Projection Design

“Projection Design” offers a hands-on approach to the design, planning and execution of digital projections in a variety of performance spaces by using a combination of industry standard and open source research software tools. This blog will serve as an online text for the developing book, "Technical Ecstasy" and link for the web-readings, online tutorials,software resources historical examples, video art and performance examples and essential class communications for Projection Design class taught by Patrick Pagano

Tuesday, September 2, 2014

Expanded Cinema, Introduction – Buckminster Fuller

Buckminster Fuller, in his introduction to Expanded Cinema compares modern man on the surface of the planet to a baby gestating in its mother's womb.

He argues that a gestating child knows nothing of the larger universe and is only aware of the world within its immediate confines.

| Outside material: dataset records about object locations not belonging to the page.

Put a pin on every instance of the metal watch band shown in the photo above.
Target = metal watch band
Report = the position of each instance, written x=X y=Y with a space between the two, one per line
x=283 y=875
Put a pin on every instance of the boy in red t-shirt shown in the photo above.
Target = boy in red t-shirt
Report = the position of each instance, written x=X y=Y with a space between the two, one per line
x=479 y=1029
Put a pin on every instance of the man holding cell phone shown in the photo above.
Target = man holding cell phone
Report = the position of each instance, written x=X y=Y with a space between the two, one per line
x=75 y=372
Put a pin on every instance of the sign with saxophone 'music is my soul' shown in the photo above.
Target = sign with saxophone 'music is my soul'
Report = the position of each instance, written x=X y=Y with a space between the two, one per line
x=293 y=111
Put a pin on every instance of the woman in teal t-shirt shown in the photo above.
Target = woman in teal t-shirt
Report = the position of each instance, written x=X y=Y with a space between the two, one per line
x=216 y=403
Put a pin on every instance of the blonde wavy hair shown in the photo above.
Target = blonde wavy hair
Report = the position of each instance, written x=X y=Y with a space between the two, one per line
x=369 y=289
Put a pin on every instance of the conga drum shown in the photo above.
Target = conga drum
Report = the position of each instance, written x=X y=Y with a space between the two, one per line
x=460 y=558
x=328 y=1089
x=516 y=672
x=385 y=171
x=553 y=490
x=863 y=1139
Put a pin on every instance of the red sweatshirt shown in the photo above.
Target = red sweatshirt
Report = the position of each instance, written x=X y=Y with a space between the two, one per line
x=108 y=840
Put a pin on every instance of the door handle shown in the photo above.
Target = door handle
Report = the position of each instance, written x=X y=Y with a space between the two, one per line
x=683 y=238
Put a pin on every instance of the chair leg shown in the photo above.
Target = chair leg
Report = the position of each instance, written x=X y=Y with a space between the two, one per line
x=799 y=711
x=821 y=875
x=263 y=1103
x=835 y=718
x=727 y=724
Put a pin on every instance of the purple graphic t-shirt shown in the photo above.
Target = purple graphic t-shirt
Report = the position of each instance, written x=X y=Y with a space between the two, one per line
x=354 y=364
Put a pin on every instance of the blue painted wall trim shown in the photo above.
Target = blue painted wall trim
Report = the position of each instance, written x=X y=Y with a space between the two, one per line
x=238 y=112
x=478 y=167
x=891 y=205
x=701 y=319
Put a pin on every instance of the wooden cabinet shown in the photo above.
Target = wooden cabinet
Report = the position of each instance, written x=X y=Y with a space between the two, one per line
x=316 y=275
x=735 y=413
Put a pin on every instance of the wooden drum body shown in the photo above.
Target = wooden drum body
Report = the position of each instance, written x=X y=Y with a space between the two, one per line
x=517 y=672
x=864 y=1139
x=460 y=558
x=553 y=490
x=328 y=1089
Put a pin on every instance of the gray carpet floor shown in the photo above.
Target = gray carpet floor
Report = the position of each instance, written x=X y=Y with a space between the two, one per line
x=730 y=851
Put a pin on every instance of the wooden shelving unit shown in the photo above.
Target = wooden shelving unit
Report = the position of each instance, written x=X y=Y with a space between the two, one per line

After a child is born they go through a great process of being acclimated to the planet on which they life. And yet this is yet another womb, which doesn't reflect the reality of the universe, but a more simplified and understandable human womb.

He demonstrates this by our common language of left, right, up and down. They reflect thinking about place and position based on living upon a flat plane. He further identifies the flaw in nation states claiming land and airspace, and show how it mathematically makes little sense, nor does it make sense in the grand scheme of the universe.

This is an interesting metaphor that, while it seems like an almost sarcastic comparison, it reminds me of an argument by Joseph Campbell, stating that most human spiritual traditions contain some reverence and ceremony related to water (baptism, for example). He draws the origins of this focus on water to its ability to cleanse and sustain life, but also its connection to birth (amniotic fluid).

Buckminster Fuller's argument makes an additional twist on this idea. Earth is considered the blue planet because it has a large amount of life-sustaining water. In some twisted way Buckminster Fuller's metaphor is even stronger in this viewpoint: the earth is one of the only safe places in the universe that can sustain human life, much as the womb is one of the safe places for a nascent human.